Stacked bar charts displaying the taxonomic composition were generated based on the relative abundance of prokaryotic taxa from phylum to genus ranks. Low abundance taxa (e.g., taxa below 0.5% of relative abundance) were merged into a single category called “Others” to improve the readability of the environmental samples which, as expected, were substantially more abundant than the background control samples. Venn diagrams were generated using the VennDiagram package in R to determine the number of OTUs specific to and shared by the environmental samples and the background control samples. The plots were created using R (v. 4.1.0) packages phyloseq, plyr, and ggplot2. Non-rarefied data was used to prevent loss or ill-representation of low abundance OTUs, an important parameter for this study81. The taxonomic annotation of the OTUs present in the background controls (processing control and DNA-extraction control) were further accessed using the Ribosomal Database Project (RDP)82 applying the tools “Classifier” for genus assignment and the tool “Sequence Match” to search for the closest type strain.
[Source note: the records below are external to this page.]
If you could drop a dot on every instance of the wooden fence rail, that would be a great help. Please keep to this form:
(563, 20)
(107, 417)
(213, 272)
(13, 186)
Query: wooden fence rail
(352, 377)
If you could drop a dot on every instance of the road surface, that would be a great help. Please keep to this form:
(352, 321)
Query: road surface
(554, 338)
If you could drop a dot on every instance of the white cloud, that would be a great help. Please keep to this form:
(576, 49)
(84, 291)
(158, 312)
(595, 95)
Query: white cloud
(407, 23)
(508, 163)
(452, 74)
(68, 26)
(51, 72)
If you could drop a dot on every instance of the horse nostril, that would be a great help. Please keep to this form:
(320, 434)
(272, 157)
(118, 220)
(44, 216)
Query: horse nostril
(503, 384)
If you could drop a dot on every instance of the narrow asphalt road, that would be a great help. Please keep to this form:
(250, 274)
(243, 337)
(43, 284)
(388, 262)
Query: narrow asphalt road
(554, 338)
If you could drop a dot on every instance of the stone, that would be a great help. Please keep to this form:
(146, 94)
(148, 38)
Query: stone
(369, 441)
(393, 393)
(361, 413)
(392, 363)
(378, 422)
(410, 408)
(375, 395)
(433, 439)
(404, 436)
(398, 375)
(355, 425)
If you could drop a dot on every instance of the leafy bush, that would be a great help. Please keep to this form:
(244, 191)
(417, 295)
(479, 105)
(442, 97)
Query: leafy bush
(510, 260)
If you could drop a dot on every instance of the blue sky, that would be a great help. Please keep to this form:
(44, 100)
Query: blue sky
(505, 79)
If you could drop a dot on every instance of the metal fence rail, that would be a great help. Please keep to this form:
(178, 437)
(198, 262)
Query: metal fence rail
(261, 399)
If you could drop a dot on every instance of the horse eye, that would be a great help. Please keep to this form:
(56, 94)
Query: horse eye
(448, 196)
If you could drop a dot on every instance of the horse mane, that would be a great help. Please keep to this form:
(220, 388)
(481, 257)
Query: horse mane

Type strains were chosen because they are less likely to be poorly identified, giving us accurate information regarding the closest species found in the database. Taxonomic assignments by the RDP “Classifier” below the 70% confidence threshold were considered unclassified.

Sample cultivation in R2A medium and CFU counts

Culturing was performed at iBB (Portugal) after transporting (48 h) the environmental interface water and ice meltwater as well as the processing control samples, inside sterile bottles in a dark cooler at the average temperature of 4 °C. Interface water samples were serially diluted and cultured by spread-plating on 1:10 R2A agar medium, while 100 µL of both environmental ice meltwater and the processing control samples were directly spread on 1:10 R2A agar medium83. Water samples were cultured with R2A dissolved in sterile artificial seawater (ASW) and ice samples (environmental ice meltwater and processing control), were cultured with R2A dissolved in sterile MilliQ water. The two culture settings were designed due to: (1) the estuarine nature of the sampled environment, (2) the variable saline concentrations of ice, and (3) to widen putative possibilities of obtaining colonies from the processing control (a low-biomass sample) while still being able to compare the results with the environmental ice sampled. Spread plating was performed in triplicates (interface water) and duplicates (ice meltwater and processing control) per dilution. Plates were then incubated at 15 °C, and CFUs were counted every 5 days for 30 days. As a procedure control, clean plates were open during the culturing procedures, kept for 30 days, and no growth was registered.